But Resource Planning can be risky business. Increasing the size of your sales force increases costs, but also allows for greater coverage of customers, which results in more sales and increased revenue. On the flip side, reducing the size of your sales force lowers your cost but impacts customer coverage. The net result is a potential drop in sales. So how do you determine the right amount of coverage needed to match selling capacity (measured in available selling hours) with market demand?
Our research shows that most of your peers “swag” it, focusing entirely on the cost/affordability side of the equation while ignoring market potential. I covered some of these cost-only approaches in a previous blog, but here are a few of them:
- If the Sales Force size worked last year, avoid disruption and keep it the same this year. Markets are dynamic and the sales force should be sized to meet potential. Assessing market potential and the corresponding sales force size should be done annually.
- Maintain a sales force size that keeps costs at a constant percentage of sales. Industry average cost-to-sales ratio within your space is a good baseline. But artificially trying to stay at the average may not be the best approach. Companies looking to capture market share should look at strategically increasing headcount rather than cutting or adding reps to maintain a ratio.
- Add headcount when the sales force generates enough sales to afford the increase. This very conservative, risk-averse strategy ignores revenue potential and often misses out on considerable opportunities. Most companies that take this approach undersize their sales force.
In the end, cost-only approaches view the sales force as a cost item that needs to be justified by sales rather than an investment that drives revenue.
So how does a sales leader deploy resources in a way that accounts for market potential? There are four market-based methodologies that can be used to right size the sales force. Let’s look at one – The Pipeline Method.

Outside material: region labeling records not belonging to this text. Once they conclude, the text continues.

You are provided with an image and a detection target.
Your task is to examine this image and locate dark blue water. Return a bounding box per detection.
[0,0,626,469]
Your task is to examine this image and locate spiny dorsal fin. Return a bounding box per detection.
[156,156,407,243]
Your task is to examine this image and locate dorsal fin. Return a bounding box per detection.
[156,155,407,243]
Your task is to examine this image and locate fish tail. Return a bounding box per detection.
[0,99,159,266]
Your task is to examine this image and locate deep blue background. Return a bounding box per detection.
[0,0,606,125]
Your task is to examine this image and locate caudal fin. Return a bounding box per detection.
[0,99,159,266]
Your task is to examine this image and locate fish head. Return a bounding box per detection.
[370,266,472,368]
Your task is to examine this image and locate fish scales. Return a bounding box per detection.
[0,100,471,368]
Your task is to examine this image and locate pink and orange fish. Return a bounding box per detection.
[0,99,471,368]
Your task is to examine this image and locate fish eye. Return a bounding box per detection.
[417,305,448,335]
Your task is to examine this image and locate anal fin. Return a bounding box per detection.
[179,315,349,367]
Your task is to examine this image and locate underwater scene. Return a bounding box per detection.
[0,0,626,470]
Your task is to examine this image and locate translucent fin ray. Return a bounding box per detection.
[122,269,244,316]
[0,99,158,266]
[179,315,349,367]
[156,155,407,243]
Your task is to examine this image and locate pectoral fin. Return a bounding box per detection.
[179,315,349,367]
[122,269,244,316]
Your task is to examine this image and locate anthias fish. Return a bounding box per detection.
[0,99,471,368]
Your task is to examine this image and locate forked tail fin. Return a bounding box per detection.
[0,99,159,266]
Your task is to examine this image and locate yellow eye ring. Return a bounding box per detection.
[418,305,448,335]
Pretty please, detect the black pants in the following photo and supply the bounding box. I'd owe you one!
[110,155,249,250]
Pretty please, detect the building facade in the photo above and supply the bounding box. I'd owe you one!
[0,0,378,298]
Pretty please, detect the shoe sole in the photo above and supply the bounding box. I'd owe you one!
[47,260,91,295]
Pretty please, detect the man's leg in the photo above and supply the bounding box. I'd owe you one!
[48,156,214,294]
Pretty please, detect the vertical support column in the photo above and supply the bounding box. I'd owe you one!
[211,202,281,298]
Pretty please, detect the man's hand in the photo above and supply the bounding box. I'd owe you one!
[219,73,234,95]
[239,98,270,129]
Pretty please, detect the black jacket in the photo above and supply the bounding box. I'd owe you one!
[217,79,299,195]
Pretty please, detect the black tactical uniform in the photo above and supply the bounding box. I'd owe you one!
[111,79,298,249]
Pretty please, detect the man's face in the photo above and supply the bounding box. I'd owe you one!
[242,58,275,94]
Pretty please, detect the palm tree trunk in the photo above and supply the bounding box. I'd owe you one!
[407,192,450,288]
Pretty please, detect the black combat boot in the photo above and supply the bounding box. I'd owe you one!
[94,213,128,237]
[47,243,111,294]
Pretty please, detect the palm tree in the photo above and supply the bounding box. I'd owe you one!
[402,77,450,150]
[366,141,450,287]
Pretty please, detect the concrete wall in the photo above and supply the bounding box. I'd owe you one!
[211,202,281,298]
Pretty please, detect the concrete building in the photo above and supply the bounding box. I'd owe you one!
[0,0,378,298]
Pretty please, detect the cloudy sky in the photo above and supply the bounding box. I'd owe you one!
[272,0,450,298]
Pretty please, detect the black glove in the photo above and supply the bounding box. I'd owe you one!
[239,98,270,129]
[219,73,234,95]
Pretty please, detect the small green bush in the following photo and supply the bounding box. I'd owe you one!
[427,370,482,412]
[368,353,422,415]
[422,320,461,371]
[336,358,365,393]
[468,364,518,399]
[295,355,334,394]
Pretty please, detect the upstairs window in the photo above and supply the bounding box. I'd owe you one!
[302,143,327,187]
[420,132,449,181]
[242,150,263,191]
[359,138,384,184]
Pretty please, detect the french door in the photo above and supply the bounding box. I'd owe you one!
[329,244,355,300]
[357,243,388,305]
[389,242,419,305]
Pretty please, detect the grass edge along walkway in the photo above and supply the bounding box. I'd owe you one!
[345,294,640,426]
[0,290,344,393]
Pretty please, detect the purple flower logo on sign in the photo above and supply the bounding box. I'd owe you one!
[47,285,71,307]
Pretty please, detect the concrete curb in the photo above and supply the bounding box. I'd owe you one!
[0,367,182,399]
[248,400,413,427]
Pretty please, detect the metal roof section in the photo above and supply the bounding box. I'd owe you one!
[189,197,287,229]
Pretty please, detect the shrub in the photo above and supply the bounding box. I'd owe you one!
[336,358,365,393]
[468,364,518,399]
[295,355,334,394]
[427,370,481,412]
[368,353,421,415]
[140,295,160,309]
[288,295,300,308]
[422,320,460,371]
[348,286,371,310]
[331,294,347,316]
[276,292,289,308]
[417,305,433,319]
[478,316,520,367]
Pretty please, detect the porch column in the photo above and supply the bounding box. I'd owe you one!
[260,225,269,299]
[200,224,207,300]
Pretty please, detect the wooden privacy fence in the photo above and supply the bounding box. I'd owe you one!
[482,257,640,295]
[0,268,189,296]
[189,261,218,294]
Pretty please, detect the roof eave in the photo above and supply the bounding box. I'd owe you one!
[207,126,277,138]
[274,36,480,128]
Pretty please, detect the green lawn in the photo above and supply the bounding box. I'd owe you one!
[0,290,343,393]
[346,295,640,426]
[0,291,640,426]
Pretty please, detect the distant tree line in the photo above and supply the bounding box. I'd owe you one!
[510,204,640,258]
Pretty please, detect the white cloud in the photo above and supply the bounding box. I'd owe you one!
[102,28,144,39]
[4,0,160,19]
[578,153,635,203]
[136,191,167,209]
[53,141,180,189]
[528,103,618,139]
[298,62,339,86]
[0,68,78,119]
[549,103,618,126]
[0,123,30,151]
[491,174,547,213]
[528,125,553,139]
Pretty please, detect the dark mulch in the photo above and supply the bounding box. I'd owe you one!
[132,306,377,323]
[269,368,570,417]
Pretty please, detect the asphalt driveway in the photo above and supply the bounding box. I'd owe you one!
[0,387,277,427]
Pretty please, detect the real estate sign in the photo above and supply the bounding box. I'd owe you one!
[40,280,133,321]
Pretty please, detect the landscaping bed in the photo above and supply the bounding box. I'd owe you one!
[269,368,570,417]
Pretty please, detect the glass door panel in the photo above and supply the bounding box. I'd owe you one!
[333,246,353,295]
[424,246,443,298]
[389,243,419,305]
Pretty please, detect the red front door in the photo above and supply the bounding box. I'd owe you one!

The Pipeline Method addresses the amount of rep activity needed to cover different market segments. It leverages the sales process to determine coverage needs. By tracking sales force effort and results through the company’s entire sales process, this method accounts for:
- Number of net new target accounts
- Quantity of leads entering the pipeline
- Stages of the Sales Process
- Sales force effort required at each stage
- Conversion rate at each stage
Based on these five inputs, the model calculates the number of reps needed to effectively execute the sales process.